Estaba yo en el bar cuando sucedió que la tele me partió el corazón. A veces pasan estas cosas. Pero ahora más, y más a menudo. Y la magdalena se bebió de un trago el café. Este tren de hollín nos atropella a todos. La tele, en la imagen deformada del callejón del gato, nos devuelve una España, unos españoles, partidos en dos, como sus propias familias, como sus propios corazones. No se trata ni siquiera de saber si los hay (si los hubo) buenos o malos.

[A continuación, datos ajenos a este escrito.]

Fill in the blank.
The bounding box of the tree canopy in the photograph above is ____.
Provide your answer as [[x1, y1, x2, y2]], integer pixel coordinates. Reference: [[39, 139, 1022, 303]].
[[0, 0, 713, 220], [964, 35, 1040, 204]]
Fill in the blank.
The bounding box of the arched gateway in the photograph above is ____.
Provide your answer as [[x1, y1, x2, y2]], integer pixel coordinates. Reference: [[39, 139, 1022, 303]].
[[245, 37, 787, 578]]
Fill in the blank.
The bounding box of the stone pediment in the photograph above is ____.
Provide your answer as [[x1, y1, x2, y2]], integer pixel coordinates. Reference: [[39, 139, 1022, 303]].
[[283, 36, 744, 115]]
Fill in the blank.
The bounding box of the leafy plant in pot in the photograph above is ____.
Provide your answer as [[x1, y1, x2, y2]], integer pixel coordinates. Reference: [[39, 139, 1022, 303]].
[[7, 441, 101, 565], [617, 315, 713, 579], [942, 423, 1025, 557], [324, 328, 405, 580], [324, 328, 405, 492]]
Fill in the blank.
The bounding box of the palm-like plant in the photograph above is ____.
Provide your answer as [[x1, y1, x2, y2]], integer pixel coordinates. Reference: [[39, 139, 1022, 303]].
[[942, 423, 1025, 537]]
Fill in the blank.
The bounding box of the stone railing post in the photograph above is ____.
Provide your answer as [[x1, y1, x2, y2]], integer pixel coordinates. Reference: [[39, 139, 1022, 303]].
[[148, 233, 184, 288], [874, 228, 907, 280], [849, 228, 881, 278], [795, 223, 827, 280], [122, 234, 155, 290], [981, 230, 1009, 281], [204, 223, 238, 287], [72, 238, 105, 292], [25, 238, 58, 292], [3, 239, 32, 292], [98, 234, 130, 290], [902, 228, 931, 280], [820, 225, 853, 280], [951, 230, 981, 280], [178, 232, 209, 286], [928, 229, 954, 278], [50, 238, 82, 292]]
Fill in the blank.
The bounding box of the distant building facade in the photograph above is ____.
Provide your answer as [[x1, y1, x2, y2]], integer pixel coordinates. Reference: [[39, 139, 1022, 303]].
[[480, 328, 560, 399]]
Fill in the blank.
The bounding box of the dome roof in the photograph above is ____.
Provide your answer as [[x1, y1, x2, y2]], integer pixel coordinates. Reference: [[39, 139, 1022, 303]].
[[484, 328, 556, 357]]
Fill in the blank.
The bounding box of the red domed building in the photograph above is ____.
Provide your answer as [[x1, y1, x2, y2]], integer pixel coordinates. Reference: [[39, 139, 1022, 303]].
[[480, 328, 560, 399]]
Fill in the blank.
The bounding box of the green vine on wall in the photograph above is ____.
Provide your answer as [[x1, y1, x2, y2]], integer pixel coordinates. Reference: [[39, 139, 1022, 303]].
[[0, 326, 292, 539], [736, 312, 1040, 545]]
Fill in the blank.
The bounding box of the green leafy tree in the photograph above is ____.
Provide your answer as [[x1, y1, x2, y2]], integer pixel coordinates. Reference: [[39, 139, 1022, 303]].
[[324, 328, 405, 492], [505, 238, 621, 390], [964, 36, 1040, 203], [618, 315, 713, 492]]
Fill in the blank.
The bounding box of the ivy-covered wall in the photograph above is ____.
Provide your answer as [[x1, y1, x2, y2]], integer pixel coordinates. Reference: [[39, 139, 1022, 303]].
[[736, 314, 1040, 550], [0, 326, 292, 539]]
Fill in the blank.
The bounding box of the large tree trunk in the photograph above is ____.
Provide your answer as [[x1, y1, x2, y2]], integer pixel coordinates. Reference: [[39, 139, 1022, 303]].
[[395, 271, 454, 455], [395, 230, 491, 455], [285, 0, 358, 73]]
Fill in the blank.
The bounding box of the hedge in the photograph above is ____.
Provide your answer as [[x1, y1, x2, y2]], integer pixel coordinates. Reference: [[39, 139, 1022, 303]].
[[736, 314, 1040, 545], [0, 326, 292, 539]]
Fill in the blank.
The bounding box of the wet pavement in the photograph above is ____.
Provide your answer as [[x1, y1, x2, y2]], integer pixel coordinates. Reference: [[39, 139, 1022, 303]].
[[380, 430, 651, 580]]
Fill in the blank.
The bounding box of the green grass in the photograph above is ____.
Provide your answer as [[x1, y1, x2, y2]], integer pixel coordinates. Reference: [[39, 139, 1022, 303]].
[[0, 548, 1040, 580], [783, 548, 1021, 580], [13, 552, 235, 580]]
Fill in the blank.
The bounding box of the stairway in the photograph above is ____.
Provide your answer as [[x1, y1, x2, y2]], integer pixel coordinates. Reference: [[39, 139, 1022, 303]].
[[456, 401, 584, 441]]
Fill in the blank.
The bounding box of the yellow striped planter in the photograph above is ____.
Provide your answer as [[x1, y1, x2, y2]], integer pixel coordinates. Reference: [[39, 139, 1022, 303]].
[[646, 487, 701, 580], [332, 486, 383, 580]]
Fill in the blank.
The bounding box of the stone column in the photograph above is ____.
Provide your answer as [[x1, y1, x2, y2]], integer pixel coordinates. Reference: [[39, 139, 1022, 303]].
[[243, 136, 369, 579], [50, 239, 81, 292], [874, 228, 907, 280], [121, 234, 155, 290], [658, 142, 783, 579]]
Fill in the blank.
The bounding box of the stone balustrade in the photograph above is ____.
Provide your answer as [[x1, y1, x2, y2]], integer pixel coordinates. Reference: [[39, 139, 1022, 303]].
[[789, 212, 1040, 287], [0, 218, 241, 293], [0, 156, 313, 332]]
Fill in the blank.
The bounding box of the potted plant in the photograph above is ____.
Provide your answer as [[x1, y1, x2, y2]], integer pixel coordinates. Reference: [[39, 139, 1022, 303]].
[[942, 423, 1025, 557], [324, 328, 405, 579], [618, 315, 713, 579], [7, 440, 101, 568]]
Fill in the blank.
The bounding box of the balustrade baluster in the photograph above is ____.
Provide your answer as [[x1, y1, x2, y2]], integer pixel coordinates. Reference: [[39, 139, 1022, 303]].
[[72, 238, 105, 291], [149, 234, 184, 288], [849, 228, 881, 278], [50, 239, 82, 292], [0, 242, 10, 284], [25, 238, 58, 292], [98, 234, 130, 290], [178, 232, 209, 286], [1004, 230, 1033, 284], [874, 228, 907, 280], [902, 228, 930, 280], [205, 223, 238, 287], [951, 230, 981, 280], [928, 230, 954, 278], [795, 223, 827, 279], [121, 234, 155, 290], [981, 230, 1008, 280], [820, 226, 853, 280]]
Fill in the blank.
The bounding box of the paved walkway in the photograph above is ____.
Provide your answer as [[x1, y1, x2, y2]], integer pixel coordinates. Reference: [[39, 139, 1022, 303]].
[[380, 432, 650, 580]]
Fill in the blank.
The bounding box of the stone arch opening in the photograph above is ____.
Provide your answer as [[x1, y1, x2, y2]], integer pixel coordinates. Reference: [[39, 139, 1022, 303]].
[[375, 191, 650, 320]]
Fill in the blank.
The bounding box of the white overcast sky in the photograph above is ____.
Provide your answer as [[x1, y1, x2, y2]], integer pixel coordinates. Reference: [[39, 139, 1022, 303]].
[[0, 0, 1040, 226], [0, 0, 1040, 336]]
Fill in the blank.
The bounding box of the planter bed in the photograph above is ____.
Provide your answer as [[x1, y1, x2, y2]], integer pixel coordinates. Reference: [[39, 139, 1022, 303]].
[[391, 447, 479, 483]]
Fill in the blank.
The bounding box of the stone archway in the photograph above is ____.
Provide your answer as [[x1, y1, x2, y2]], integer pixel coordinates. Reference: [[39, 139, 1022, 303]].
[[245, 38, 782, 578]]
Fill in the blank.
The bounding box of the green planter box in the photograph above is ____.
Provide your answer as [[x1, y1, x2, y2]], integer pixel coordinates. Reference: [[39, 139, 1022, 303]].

Y yo cavilando sobre lo frágil que puede a ser algo tan sagrado como la paz. Vivir en paz cada mañana, entre mi desayuno y el tuyo, en esta vieja piel de toro. Abominar de la guerra.

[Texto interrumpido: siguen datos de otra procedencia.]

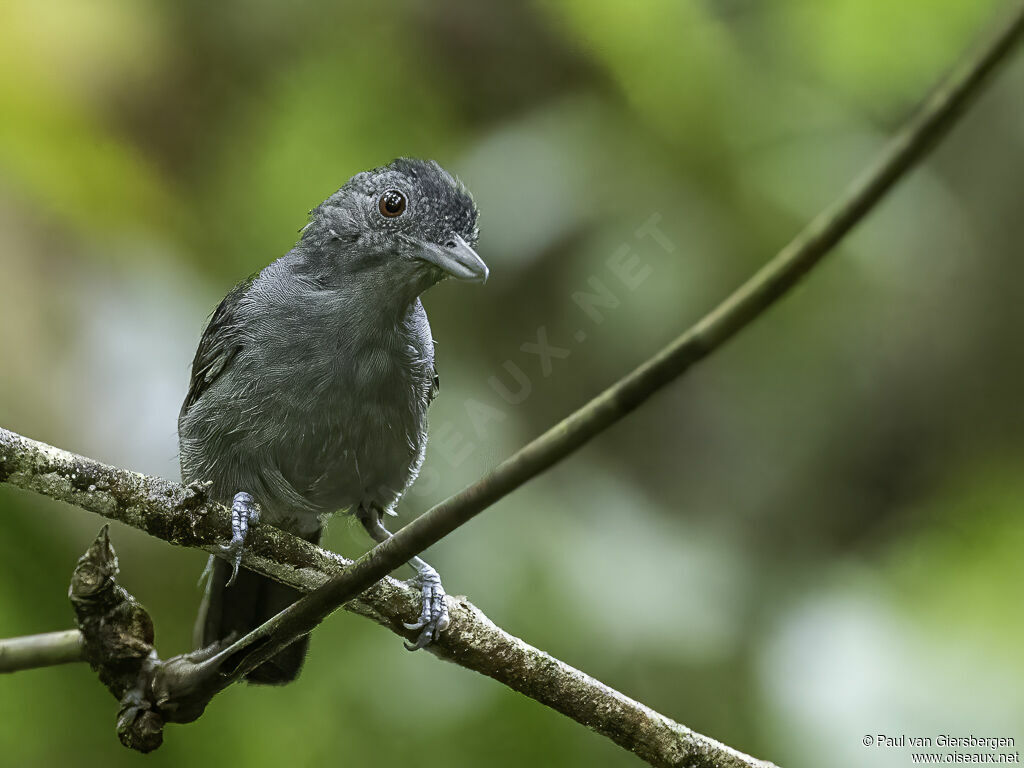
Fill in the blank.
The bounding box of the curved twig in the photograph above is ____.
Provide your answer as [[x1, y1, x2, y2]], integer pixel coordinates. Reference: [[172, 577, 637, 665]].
[[0, 5, 1024, 766]]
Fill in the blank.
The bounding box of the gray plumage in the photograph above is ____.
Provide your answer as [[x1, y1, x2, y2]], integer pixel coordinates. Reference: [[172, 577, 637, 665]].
[[178, 160, 486, 682]]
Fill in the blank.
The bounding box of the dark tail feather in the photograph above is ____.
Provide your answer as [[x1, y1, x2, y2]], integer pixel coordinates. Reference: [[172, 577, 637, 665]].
[[196, 531, 319, 685]]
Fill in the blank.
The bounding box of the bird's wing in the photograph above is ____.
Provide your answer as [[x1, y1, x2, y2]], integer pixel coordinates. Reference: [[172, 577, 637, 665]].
[[181, 279, 252, 417]]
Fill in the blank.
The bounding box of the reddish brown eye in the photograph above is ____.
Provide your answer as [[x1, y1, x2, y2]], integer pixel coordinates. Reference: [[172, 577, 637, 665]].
[[377, 189, 406, 219]]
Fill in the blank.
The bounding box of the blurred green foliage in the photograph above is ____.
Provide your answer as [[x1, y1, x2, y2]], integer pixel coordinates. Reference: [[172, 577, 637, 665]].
[[0, 0, 1024, 768]]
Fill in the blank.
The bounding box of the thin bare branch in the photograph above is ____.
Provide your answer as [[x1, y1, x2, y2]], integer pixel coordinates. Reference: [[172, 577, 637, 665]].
[[0, 4, 1024, 766], [0, 630, 85, 673], [0, 428, 771, 768], [214, 4, 1024, 708]]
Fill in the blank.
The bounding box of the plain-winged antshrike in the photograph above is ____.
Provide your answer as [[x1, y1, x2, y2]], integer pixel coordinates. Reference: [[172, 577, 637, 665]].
[[178, 159, 487, 683]]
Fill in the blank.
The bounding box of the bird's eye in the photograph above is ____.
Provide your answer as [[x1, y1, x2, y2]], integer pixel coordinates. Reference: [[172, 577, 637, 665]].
[[377, 189, 406, 219]]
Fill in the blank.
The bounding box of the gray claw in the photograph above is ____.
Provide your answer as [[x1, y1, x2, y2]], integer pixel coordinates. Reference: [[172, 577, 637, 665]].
[[402, 566, 451, 650], [220, 490, 259, 587]]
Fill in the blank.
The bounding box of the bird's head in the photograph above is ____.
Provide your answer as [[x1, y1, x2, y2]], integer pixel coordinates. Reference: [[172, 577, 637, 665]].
[[302, 158, 487, 295]]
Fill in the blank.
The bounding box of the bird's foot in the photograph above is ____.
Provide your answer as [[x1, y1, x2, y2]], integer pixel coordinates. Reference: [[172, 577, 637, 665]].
[[403, 563, 450, 650], [220, 490, 259, 587]]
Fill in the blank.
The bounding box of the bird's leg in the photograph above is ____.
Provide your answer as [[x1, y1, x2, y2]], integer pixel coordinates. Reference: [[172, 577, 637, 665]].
[[355, 507, 450, 650], [220, 490, 259, 587]]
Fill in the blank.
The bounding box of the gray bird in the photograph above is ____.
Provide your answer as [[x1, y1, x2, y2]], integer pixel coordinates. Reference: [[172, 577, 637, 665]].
[[178, 159, 487, 684]]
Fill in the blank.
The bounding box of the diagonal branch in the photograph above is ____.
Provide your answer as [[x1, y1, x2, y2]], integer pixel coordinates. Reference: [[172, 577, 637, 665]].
[[0, 428, 772, 768], [193, 3, 1024, 708], [0, 630, 84, 673], [0, 4, 1024, 766]]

Porque aquí hubo una guerra. Eso fue antes. Antes de casi todo. De aquella guerra apenas quedan ojos que la vieran. ¿Por qué entonces desenterrarla? ¿Para mejor ofendernos? ¿Para dar amparo a nuestras miserias, a nuestros desvaríos,... a nuestra inmensa ceguera? Y todo ello con desprecio de los muertos; los propios y los ajenos. Presentes y futuros. Una guerra desenterrada a conveniencia.

Antes hubo otras guerras, pero están enterradas. Son guerras ya sin metralla. Guerras a las que volver sin sangre. Sin cuentas pendientes. Sin revanchas. Guerras donde ya reina la paz. Pero, la guerra a la que me refiero, respira. Se ofende con ella en los labios. La encendemos como quien enciende una promesa de más guerra.

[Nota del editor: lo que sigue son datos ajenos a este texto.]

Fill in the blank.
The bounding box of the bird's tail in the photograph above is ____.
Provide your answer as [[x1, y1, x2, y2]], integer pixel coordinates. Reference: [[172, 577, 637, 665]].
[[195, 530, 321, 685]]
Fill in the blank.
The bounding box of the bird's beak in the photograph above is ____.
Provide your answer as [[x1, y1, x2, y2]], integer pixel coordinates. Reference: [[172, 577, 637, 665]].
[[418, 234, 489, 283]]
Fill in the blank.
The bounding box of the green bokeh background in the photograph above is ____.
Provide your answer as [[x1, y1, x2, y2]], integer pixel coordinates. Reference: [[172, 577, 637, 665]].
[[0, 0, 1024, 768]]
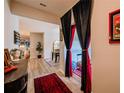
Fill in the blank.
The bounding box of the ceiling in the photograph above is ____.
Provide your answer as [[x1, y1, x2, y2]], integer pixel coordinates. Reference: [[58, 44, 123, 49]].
[[13, 0, 79, 17]]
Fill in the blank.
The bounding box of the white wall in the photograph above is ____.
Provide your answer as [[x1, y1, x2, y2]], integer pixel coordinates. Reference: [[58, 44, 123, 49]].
[[91, 0, 120, 93], [4, 0, 19, 49], [20, 17, 60, 58], [30, 32, 44, 58]]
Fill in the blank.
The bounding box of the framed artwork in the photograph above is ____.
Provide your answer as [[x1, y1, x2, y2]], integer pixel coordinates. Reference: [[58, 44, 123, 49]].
[[109, 9, 120, 44]]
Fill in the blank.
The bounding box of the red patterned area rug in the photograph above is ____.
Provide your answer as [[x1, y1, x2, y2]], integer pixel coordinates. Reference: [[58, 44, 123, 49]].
[[34, 73, 72, 93]]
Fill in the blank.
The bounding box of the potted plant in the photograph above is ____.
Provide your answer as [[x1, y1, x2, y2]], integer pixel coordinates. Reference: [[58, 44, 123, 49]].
[[36, 42, 43, 58]]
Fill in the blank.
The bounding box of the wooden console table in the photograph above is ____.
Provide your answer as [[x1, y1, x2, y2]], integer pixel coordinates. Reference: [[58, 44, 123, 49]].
[[4, 59, 28, 93]]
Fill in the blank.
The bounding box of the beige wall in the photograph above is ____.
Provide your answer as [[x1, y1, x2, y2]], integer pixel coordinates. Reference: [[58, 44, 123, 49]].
[[91, 0, 120, 93], [11, 2, 60, 24], [4, 0, 19, 49]]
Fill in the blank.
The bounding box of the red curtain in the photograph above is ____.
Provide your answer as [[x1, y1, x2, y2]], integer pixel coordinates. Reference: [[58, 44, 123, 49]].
[[86, 50, 92, 93], [69, 25, 76, 76]]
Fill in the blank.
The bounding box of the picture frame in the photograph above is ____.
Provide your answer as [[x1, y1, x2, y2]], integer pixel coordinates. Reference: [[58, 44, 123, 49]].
[[109, 9, 120, 44]]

El presente podría haber sido de otra manera. De hecho era ya de otra manera. Aquí hubo un abrazo. Hubo un alto el fuego para los restos. pero se nos quebró la paz. Y no, no la quebraron los que pelearon en aquella guerra; ellos supieron abrir un tiempo nuevo (fuera cual fuera su trinchera). La quebraron los hijos de sus hijos. Impunemente. Al menos, de momento. Todo tiene un precio. También desenterrar a los muertos. Los odios desenterrados. Los nuestros y los vuestros. Odios alzados sobre la paz de nuestros padres. También.

Al cabo de tantos años, culpables todos en mayor o menor grado, hemos vuelto a mirarnos a cara de perro. Como en aquella primavera del 36. España partida en dos. Como entonces. Españoles sin verdades compartidas. Sin medias tintas. Al encontronazo. A trabucazos. En los escaños de las cortes y en las barras de los bares hemos desenterrado lo peor de nosotros mismos. Hemos dejado de creer en que una tarea común es posible. Se nos ha ido el oremus como en nuestros días más aciagos. Y es que las guerras, como las galernas, se despiertan sin anunciarse.

Y porque aquí hubo una guerra deberíamos procurar que no se repita. La caldera aguanta ciertas presiones. No más. Eso deberíamos saberlo todos, pero, en ocasiones, en este tiempo presente, parecemos sordos a las voces de nuestros muertos. No es cuestión de opinión. España no puede morir. España nos está urgiendo a ganar «una brecha de serena atención entre la saña de un lado y la antipatía del otro». A pensar dos veces antes de disparar. En los escaños del congreso y en las barras del bares. Sin renuncia a la libertad de opinar, sin renuncia al decoro de cumplir con el deber (y con los juramentos), pero en entregados al servicio de la paz. Llevamos más de cuarenta años en la concordia que libremente fuimos capaces de darnos a nosotros mismos. A estas alturas estamos enmendando aquel pacto entre españoles. Puede que entonces estuvieran vivos los que sufrieron la guerra para abominar de ella. Hoy ya no. En esta hora crítica en que parece resquebrajarse gravemente la unidad entre las tierras y los hombres de España es más necesario que nunca escuchar las voces sensatas de nuestros mejores.

Se me ha quitado el hambre. La magdalena ha naufragado en la taza del café. Borracha. Y mirándola pienso en que todos los sacrificios son pocos. Por nuestros hijos. Por entregarles una España en paz (y en pie).